Then, too, Jean’s intimation that she would try to find work in Denver stirred a deep pool of compassion in him. With the northern man’s preconception of southern women it was difficult to envisage her as the bread-winner for a family of four; but that it must have come to this in the end he was fairly well assured. His single contact with the Mississippi family as a whole had given him the impression that the mother was devoted but not particularly resourceful in any practical way; “do-less” would be the harsh New England word, but with a feeling that large allowances should be made for any woman who had grown up in the slave-served South, he did not apply it.
Eliminating the mother as a possible earner, the burden must have fallen upon the eldest daughter, and he tried to picture Jean looking for work in a city which was already boasting that it had a population of over thirty thousand young men in addition to its familied quota. There must have been difficulties insurmountable. Places ordinarily given to women in the East were almost exclusively filled by men in the Denver of the moment, even to clerkships at the ribbon counters. “Good Lord!” he exclaimed, suddenly realizing that nearly a year had elapsed since the writing of the sorrowful little death notice. “Why, all four of them may have starved to death long before this!”

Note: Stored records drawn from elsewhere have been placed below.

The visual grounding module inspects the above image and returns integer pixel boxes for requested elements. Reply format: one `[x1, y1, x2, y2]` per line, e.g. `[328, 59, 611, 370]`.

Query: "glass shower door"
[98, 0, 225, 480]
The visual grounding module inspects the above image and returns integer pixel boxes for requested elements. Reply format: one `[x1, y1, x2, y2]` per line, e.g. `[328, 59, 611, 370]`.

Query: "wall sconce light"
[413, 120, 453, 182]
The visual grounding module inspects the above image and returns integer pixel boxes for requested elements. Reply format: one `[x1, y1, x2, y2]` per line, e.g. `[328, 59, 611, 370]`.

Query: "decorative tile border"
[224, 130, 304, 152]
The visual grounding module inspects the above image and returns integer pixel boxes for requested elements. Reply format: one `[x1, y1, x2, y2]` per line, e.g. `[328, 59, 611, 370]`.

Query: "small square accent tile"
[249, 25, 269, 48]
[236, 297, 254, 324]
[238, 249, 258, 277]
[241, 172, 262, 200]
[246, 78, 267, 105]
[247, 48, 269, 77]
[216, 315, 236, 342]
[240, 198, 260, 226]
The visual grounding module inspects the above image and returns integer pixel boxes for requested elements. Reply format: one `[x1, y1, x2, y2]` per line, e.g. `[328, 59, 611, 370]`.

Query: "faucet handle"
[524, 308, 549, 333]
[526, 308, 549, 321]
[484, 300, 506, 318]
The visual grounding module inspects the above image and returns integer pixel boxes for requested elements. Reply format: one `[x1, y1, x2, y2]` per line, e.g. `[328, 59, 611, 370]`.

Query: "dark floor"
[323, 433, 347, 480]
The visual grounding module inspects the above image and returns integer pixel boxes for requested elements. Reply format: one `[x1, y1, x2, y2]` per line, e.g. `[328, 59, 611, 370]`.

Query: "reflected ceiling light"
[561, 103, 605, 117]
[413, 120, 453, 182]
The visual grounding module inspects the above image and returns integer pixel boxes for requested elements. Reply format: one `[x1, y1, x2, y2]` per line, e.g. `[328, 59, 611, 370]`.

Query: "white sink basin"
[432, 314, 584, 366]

What to do about it was the burning question, and he went about the doing promptly, first writing a note and addressing it to “Miss Jean Dabney, General Delivery,” and next making a pilgrimage to the tent colony where he had found the Dabneys on the eve of his departure for the mountains. Nothing came of the pilgrimage. The tents were still there, but the people occupying them were all newcomers; a shifting population coming and going from day to day. Nobody knew anything of a family of two women, two little girls and a sick man who had died.
Later in the day he went in search of the American House clerk who had directed him in the former instance; but here, again, the kaleidoscopic population-shifting baffled him. The clerk, whom he was able to identify in his inquiry by the date of his employment at the hotel, had left Denver—for Pueblo, so his informant thought; at least, that had been his mail forwarding address for a time.
With the vanishing of this, the only other possible clue he could think of, Philip spent the remainder of the day in aimless wanderings in the streets, passing the sidewalk throngs in review in some vague hope that he might thus stumble upon Jean or her mother. When the hope refused to materialize, he returned to the St. James in time to join Bromley at dinner, and for the first half of the meal was but a poor table-mate for his lighthearted partner.
“What is the matter with you, Phil? Is the rich man’s burden crushing you this early in the game?” Bromley inquired quizzically, after a number of fruitless attempts to break through the barrier of abstraction behind which his table companion had retreated.
“No, I guess not,” was the half-absent reply. “I haven’t been thinking much about the money.”
“Well, what have you been doing with yourself all day?”
“I have been looking for somebody that I couldn’t find.”
“Ah!” said the play-boy with his teasing smile. “The angelic person, for a guess. Am I right?”